Forsaken: A Good Friday Reflection

(As part of the annual Good Friday service at our church, someone shares a short reflection on each of the Seven Last Words of Jesus. This year I was asked to share my thoughts on Matthew 27:46.)

“About the ninth hour Jesus cried out in a loud voice, ‘Eloi, Eloi, lama sabachthani?’—which means, ‘My God, my God, why have you forsaken me?’” —Matthew 27:46

Forsaken. It’s hard to imagine Christ feeling forsaken or abandoned. He is the Son of God, and yet at that moment on the cross, he felt forsaken by the Father; left alone. Was he really expecting an answer from the Father? Did he, the Son of God, not know the reason he must suffer this death alone?

When Jesus spoke these words on the cross, he was quoting Scripture. They are the very words that David used in Psalm 22. The psalm begins, “My God, my God, why have you forsaken me? My God, I cry out by day, but you do not answer, by night, but I find no rest.” At his time of complete separation from God the Father, Jesus turned to Scripture.

In a way, we should not be surprised, as Jesus frequently quoted Scripture. It was the basis of his teaching. He used it in the wilderness to rebuke Satan. He even believed that Scripture was a more powerful witness than his miracles. And after his resurrection, the Gospel of Luke tells two stories where Jesus appeared to his disciples, and he used each occasion to point them back to Scripture.

On the road to Emmaus, Luke records, “… beginning with Moses and all the Prophets, [Jesus] explained to them what was said in all the Scriptures concerning himself” (Luke 24:7). And after Jesus departed, the disciples “… asked each other, ‘Were not our hearts burning within us while he talked with us on the road and opened the Scriptures to us’” (Luke 24:32)?

Likewise, when Jesus appeared to the Eleven and showed them his hands and feet he “… said to them, ‘This is what I told you while I was still with you: Everything must be fulfilled that is written about me in the Law of Moses, the Prophets and the Psalms.’ Then he opened their minds so they could understand the Scriptures” (Luke 24:44-45). Jesus used those few precious moments after his resurrection to show them how his life tied back to the Scriptures now contained in the Old Testament, and how his life is the fulfillment of all of it.

When Jesus quoted Psalm 22 from the cross, I believe he intended to point us to Scripture. In fact, portions of Matthew’s account of the crucifixion seem to mirror the very psalm Jesus was quoting. The psalm talks about the insults heaped upon David, “All who see me mock me; they hurl insults, shaking their heads. ‘He trusts in the LORD,’ they say, ‘let the LORD rescue him. Let him deliver him, since he delights in him’” (Psalm 22:7-8).

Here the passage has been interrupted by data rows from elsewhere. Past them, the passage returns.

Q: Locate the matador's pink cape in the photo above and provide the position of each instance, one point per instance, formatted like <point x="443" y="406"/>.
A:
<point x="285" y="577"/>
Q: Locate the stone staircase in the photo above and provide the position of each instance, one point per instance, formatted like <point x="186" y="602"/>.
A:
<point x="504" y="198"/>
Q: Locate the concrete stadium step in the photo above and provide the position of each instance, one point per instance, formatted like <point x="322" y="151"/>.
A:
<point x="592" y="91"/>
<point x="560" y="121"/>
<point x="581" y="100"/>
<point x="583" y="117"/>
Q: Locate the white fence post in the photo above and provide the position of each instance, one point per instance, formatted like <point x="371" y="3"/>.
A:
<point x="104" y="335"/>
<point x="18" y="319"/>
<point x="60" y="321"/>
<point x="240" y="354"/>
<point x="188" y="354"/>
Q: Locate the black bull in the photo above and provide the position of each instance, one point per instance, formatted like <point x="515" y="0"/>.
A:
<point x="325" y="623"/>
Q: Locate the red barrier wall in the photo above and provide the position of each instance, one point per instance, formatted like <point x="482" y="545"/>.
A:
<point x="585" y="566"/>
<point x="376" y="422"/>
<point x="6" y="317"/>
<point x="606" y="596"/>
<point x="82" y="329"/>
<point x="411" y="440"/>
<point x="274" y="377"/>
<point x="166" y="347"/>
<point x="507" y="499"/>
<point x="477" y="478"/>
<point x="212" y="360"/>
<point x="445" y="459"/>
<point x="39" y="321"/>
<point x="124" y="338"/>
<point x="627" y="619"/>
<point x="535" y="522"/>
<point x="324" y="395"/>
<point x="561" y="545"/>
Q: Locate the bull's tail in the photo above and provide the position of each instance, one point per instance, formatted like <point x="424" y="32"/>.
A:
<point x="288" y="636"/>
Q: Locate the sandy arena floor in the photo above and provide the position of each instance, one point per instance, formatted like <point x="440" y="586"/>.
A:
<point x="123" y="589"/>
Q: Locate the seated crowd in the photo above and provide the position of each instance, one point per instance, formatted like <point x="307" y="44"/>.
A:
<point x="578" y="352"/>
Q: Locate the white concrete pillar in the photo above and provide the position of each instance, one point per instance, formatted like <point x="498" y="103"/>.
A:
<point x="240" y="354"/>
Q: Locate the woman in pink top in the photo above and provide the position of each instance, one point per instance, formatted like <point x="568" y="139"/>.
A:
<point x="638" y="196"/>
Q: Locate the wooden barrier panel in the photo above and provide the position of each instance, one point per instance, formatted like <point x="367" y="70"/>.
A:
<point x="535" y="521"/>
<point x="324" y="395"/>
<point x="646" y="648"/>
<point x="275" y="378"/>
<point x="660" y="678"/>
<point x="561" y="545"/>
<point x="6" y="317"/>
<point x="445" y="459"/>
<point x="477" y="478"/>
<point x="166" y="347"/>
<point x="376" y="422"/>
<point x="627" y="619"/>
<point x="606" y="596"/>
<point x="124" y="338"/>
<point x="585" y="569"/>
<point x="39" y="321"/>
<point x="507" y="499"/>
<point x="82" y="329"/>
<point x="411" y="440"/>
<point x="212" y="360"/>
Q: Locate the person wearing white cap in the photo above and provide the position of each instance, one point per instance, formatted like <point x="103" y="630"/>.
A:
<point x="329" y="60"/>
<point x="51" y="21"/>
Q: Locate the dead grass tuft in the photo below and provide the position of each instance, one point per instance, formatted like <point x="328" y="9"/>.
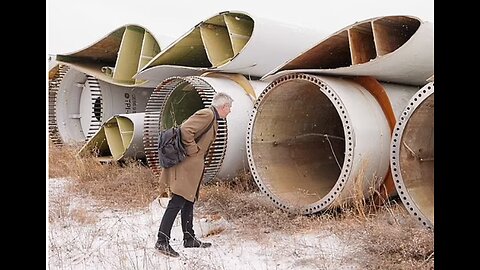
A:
<point x="123" y="185"/>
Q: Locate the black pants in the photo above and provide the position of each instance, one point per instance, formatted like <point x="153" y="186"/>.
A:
<point x="176" y="204"/>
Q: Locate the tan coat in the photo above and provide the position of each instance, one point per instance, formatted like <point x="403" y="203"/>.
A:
<point x="184" y="178"/>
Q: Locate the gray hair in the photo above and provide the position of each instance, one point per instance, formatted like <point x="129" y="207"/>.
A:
<point x="221" y="99"/>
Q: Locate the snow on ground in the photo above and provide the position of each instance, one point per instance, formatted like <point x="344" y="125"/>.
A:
<point x="83" y="235"/>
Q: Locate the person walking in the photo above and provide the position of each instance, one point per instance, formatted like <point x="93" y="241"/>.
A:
<point x="183" y="180"/>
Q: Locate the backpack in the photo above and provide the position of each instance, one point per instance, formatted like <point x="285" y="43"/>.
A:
<point x="171" y="150"/>
<point x="170" y="147"/>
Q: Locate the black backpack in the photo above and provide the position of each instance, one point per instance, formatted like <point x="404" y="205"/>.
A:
<point x="170" y="147"/>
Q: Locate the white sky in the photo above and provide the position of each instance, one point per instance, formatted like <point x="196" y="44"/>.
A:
<point x="73" y="25"/>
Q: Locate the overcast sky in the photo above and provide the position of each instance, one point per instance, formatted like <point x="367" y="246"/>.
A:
<point x="75" y="24"/>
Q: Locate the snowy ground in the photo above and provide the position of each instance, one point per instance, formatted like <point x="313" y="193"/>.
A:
<point x="84" y="235"/>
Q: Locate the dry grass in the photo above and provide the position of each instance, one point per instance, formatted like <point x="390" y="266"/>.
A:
<point x="121" y="185"/>
<point x="385" y="237"/>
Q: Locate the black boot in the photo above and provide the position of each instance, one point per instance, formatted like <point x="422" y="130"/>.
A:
<point x="165" y="248"/>
<point x="192" y="241"/>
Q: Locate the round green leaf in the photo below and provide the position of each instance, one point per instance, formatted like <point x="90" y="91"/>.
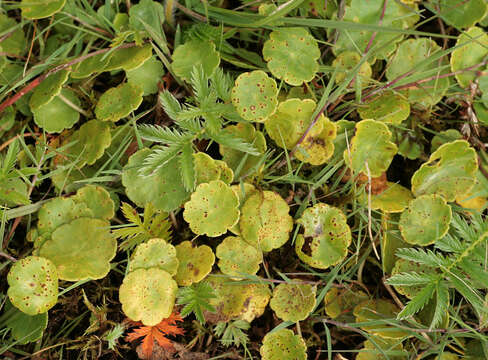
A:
<point x="254" y="95"/>
<point x="345" y="62"/>
<point x="13" y="192"/>
<point x="372" y="144"/>
<point x="394" y="199"/>
<point x="92" y="139"/>
<point x="388" y="107"/>
<point x="379" y="311"/>
<point x="265" y="222"/>
<point x="155" y="253"/>
<point x="164" y="188"/>
<point x="33" y="285"/>
<point x="194" y="263"/>
<point x="48" y="89"/>
<point x="293" y="302"/>
<point x="236" y="257"/>
<point x="316" y="149"/>
<point x="195" y="53"/>
<point x="472" y="50"/>
<point x="57" y="115"/>
<point x="409" y="57"/>
<point x="234" y="157"/>
<point x="148" y="295"/>
<point x="147" y="76"/>
<point x="426" y="220"/>
<point x="450" y="171"/>
<point x="98" y="200"/>
<point x="290" y="121"/>
<point x="461" y="14"/>
<point x="236" y="299"/>
<point x="129" y="58"/>
<point x="326" y="236"/>
<point x="93" y="65"/>
<point x="396" y="15"/>
<point x="212" y="209"/>
<point x="39" y="9"/>
<point x="81" y="249"/>
<point x="405" y="266"/>
<point x="118" y="102"/>
<point x="284" y="53"/>
<point x="283" y="345"/>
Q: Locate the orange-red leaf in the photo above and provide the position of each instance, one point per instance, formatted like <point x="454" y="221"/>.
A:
<point x="150" y="333"/>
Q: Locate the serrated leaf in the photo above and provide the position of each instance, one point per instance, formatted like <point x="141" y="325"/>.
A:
<point x="159" y="157"/>
<point x="418" y="302"/>
<point x="170" y="105"/>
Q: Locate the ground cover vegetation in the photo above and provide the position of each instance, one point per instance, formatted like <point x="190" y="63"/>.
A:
<point x="244" y="179"/>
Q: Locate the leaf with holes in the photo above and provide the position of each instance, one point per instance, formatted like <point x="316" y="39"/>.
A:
<point x="194" y="263"/>
<point x="118" y="102"/>
<point x="284" y="51"/>
<point x="293" y="302"/>
<point x="472" y="51"/>
<point x="254" y="95"/>
<point x="283" y="344"/>
<point x="326" y="236"/>
<point x="81" y="249"/>
<point x="59" y="113"/>
<point x="212" y="209"/>
<point x="449" y="172"/>
<point x="236" y="257"/>
<point x="389" y="107"/>
<point x="195" y="53"/>
<point x="33" y="285"/>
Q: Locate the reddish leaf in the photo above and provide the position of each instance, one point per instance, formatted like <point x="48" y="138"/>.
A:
<point x="158" y="332"/>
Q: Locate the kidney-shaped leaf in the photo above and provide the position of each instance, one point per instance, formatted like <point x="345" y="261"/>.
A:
<point x="194" y="263"/>
<point x="81" y="249"/>
<point x="255" y="95"/>
<point x="292" y="55"/>
<point x="33" y="285"/>
<point x="426" y="220"/>
<point x="450" y="171"/>
<point x="148" y="295"/>
<point x="212" y="209"/>
<point x="118" y="102"/>
<point x="155" y="253"/>
<point x="293" y="302"/>
<point x="326" y="236"/>
<point x="265" y="222"/>
<point x="283" y="345"/>
<point x="372" y="144"/>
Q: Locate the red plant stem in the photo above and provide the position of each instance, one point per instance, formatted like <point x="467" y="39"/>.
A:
<point x="37" y="81"/>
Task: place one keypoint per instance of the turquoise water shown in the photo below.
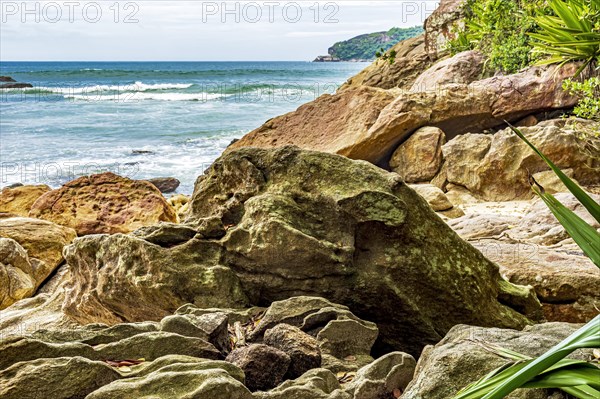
(143, 120)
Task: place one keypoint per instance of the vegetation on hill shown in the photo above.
(364, 47)
(516, 34)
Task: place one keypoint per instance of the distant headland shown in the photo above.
(363, 48)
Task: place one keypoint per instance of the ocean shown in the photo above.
(143, 119)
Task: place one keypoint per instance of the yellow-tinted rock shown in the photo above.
(43, 241)
(104, 203)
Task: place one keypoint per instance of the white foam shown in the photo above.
(133, 87)
(141, 96)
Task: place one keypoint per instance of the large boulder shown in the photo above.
(57, 378)
(566, 282)
(419, 158)
(18, 200)
(386, 377)
(106, 269)
(443, 25)
(462, 108)
(263, 366)
(306, 223)
(104, 203)
(330, 123)
(16, 273)
(43, 243)
(298, 223)
(495, 167)
(362, 123)
(462, 358)
(199, 379)
(314, 384)
(465, 68)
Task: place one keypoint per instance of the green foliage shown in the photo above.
(500, 29)
(390, 57)
(588, 92)
(571, 34)
(551, 370)
(364, 47)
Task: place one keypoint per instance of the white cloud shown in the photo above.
(192, 30)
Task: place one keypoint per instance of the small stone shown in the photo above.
(303, 350)
(263, 365)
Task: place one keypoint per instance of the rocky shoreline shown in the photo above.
(370, 245)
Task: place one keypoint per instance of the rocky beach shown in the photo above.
(372, 244)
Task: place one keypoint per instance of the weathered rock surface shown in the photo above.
(566, 282)
(353, 222)
(180, 203)
(165, 184)
(18, 200)
(434, 196)
(460, 359)
(331, 123)
(461, 108)
(495, 167)
(419, 158)
(263, 366)
(158, 280)
(180, 380)
(298, 223)
(464, 68)
(16, 273)
(315, 384)
(32, 250)
(354, 124)
(303, 350)
(104, 203)
(57, 378)
(386, 376)
(442, 26)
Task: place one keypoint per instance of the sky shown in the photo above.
(148, 30)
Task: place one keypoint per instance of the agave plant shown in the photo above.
(573, 34)
(551, 370)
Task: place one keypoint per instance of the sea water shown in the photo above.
(143, 119)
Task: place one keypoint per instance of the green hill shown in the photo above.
(363, 47)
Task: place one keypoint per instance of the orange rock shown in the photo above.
(18, 200)
(104, 203)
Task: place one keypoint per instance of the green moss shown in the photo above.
(364, 47)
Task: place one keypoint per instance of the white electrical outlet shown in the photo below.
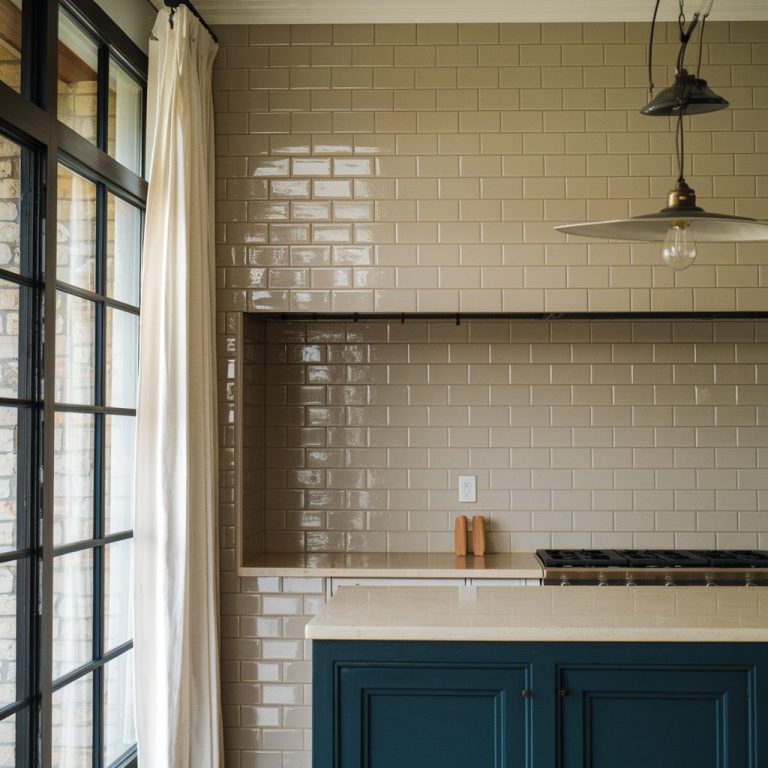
(467, 488)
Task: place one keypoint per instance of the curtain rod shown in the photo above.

Listen to the similarities in how Matthew describes the crucifixion scene: “Those who passed by hurled insults at [Jesus], shaking their heads…. ‘He saved others’ they said, ‘but he can’t save himself! He’s the king of Israel! Let him come down now from the cross, and we will believe in him. He trusts in God. Let God rescue him now if he wants him, for he said, “I am the Son of God”’” (Matt. 27:39-43).

But David doesn’t end the psalm with abandonment or despair. Instead he sings God’s praises, and triumphantly declares his dominion over all nations, to the ends of the earth.

It’s easy to feel at times as if God has left us to fend for ourselves in today’s world. We can’t find a relationship that will last, or a consistent job to provide for our families. We pour our lives into raising our children, only to have them grow up and seemingly reject God. We finally gain the courage to share our beliefs about current events or politics with friends and co-workers, only to be thoroughly mocked for being out of touch. The church or denomination we’ve grown up in chooses what’s easy or acceptable to the world rather than the hard truth of Scripture. Sickness or a tragedy claims the life of a parent, a spouse, or a child. There are times we don’t feel God’s presence, and it seems we are alone, abandoned, forsaken.

It’s hard to imagine the extent to which Christ felt abandoned at that moment. It was apart from God the Father that he bore the burden of the world’s sins through an agonizing crucifixion. If we ignore Christ’s free gift of grace, if we do not admit our sin before God as well as our need for a Savior, we will spend eternity in hell, apart from God. But Christ willingly endured that separation on the cross so that we don’t have to.

When we feel abandoned, forsaken, look to the cross, follow the example of Christ, and turn to Scripture. For it’s in Scripture we find comfort that Christ “was not abandoned to the grave” (Acts 2:31). It’s in Scripture we are warned we will “experience persecution, but never abandonment” (2 Co. 4:9). It’s in Scripture that God promises, “Never will I leave you; never will I forsake you” (Heb. 13:5).

No, if we accept God’s gift of salvation, we are never forsaken or alone. Christ was forsaken at that hour, so that we will never be.